Blink and you’ll miss it: meet the purple copper butterfly
WITH A TINY wingspan of around 20mm and a flying period of just two weeks a year, it’s not the easiest of tasks to track down the incredibly elusive purple copper butterfly.
But that’s exactly what residents in a small regional area in NSW are being encouraged to do as part of an annual monitoring program that takes place in September and October each year.
Also known as the Bathurst copper butterfly in honour of its Central Tablelands home, the species has been classified as one of Australia’s rarest butterflies.
In NSW it has been listed as an endangered species, with just 37 known sites where it can be found within the Oberon, Hartley and Bathurst regions.
This scarcity is in part due to its incredibly specific set of habitat requirements, which not only dictate the type of plants that must exist there, but also the elevation and climatic conditions of the area and its supporting insect population.
Dr Madelaine Castles, Threatened Species Officer with the NSW Department of Planning, Industry and Environment, said while these requirements make the species naturally rare in the environment, past native vegetation clearing is likely to have reduced its potential habitat to small isolated remnant patches.
“The exact population size of purple copper butterflies is difficult to estimate because sub-population sizes appear to fluctuate between years at sites,” she said.
“We currently have 37 known sub-populations, that we estimate range in size from a few butterflies to 125,000 at one site.
“The NSW Saving Our Species program is engaging with landholders, land managers and community groups to promote awareness and conservation of the butterfly.

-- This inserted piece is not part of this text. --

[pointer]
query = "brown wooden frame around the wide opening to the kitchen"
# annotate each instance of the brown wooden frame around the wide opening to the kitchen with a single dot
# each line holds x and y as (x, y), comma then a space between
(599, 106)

“We are conducting physical and chemical control of weeds at known sites, and also undertake annual adult and larval monitoring to track species abundance and condition over time and to determine whether our management actions are improving population numbers.
“The public can help by being on the lookout for the purple copper butterfly in appropriate habitat around the Bathurst, Lithgow and Oberon regions of NSW. Do not remove Bursaria spinosa subsp. lasiophylla, even if there are no butterflies present, as it may be future habitat or just the wrong time of the year for the butterfly to be flying.
“Residents can also plant the Bursaria to provide more potential habitat for the butterfly, and control weeds and grazing pressure in these areas.”
Anyone lucky enough to catch a glimpse of these rare and wonderful creatures is encouraged to take a photo, record the location and email the details to [email protected]
Australia is home to about 400 species of butterflies from five families, including the Lycaenidae (to which the purple copper belongs).
While the purple copper butterfly is unique to Australia, detailed information about its population, habitat and ecology is not yet known as was first described by scientists only relatively recently (1978).
What has been discovered so far, however, is rather peculiar.
The butterfly is only found to exist in altitudes greater than 850m, at specific sites with a south-west to north-west aspect that experience extremely cold conditions such frost and snow.
It’s entire lifecycle also appears to be dependent on three critical factors – a native plant, a black ant and a couple of weeks of sunshine timed to perfection.
Active only on cloudless, sunny days during their limited flying season, adult butterflies are most often found within 10m of a specific blackthorn shrub (Bursaria spinosa subspecies lasiophylla).
The males fly rapidly, around one metre from the ground, often stopping to rest and show off their lovely copper-coloured wings, which display a purple, blue, and green iridescence in the sun.
The females don’t fly as fast as their male counterparts and stay much closer to the blackthorn, returning to lay their eggs on the shrub after mating.
The blackthorn also provides the exclusive source of food for the butterfly larvae (caterpillar), making it essential for their survival.
Even more unusual than the butterfly’s dependence on this plant is its reliance on a species of small black ant (Anonychomyrma itenerans) that acts as an “attendant” during the larvae and pupae stages.
The ants can be seen patrolling the blackthorn during the period it takes for the butterfly’s eggs to hatch. As the caterpillar start to mature, the ants continue to guard them from predators, taking them into their underground nests at the bottom of the plant during the day before sheparding them back out at night to feast on the blackthorn’s leaves.
In return, the ants are provided with a sugary honeydew that is secreted by a gland on the back of the caterpillar.
In this curious give-and-take relationship, these tiny, hard-working guards continue to watch over their much larger charges as the fully grown caterpillars return to the ants’ nest to pupate, before they emerge around nine months later as beautiful copper-winged butterflies.
Dr Castles said while much is still to be learned about this relationship, it is clear that the presence of both the ants and the blackthorn plant are key to the purple copper butterfly’s survival.